Like the Freudians, the Pavlovians have their own special jargon. In the words of the founder: “. . . All the highest nervous activity . . . consists of a continual change of these three fundamental processes— excitation, inhibition and disinhibition.” Everything good is excitatory; everything inhibitory (in the Freudian jargon, repression) is bad—it deprives a man of self-confidence. Says Salter: “The happy person does not waste time thinking. Self-control comes from no control at all … The inhibitory think, without acting, ‘and-delude themselves into believing that they are highly civilized types … All people whose good manners are noticeable are excessively inhibited . . .” Nonetheless, he admits that a few inhibitions, e.g., waiting for the green light and the family bathroom, are all right.

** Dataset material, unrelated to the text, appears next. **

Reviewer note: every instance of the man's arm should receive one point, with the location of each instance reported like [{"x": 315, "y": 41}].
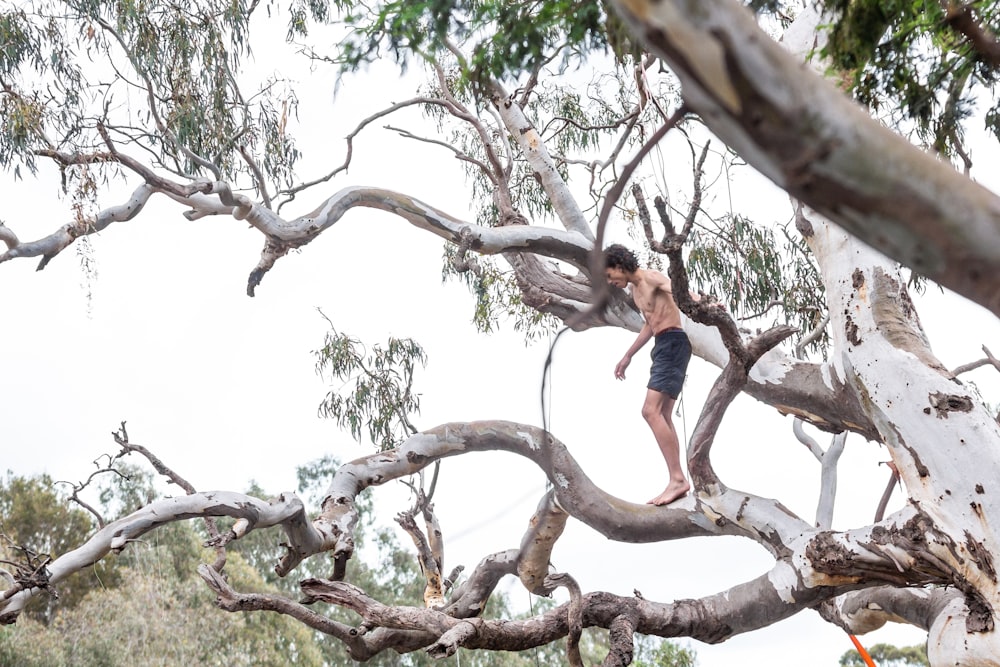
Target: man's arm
[{"x": 644, "y": 335}]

Let Yourself Go. For an “inhibited” patient, Salter prescribes “excitatory” exercises. First & foremost is “feeling-talk.” The sentence, “Today is Friday” is dry, inhibited “fact-talk.” Salter would rather hear his patient getting some emotional outlet by saying, “Thank heavens, today is Friday and the weekend is here.” There is also “facial talk”: if a cat purrs when it is happy and a dog howls when its paw is stepped on, so should a man—or at any rate, scowl. From this it is.a mere step to another Salter prescription: “Contradict and attack. When you differ with someone, do not simulate agreeability.”

Salter insists on deliberate use of the word / as much as possible (his book is full of it). Mock modesty is all nonsense: “Express agreement when you are praised.” Finally, “Don’t plan. Live for the next minute . . . and tomorrow will take care of itself.”

Application of these basically simple remedies may be a complex job, sometimes even requiring hypnosis. At 35, Salter is an acknowledged master of the behavioristic school’s technique. With it, he claims to have cured a businessman of blushing, a young woman of stuttering, a society girl of flatulence, an ex-cabin boy of homosexuality, a doctor and his wife of morphine addiction.

To more conventional psychologists who say that Salter’s cures prove nothing about the soundness of his theory, Salter retorts that the best proof of a theory is how it works in practice. In his own practice, Pavlov’s theory has worked well —well enough to give Author Salter great self-confidence.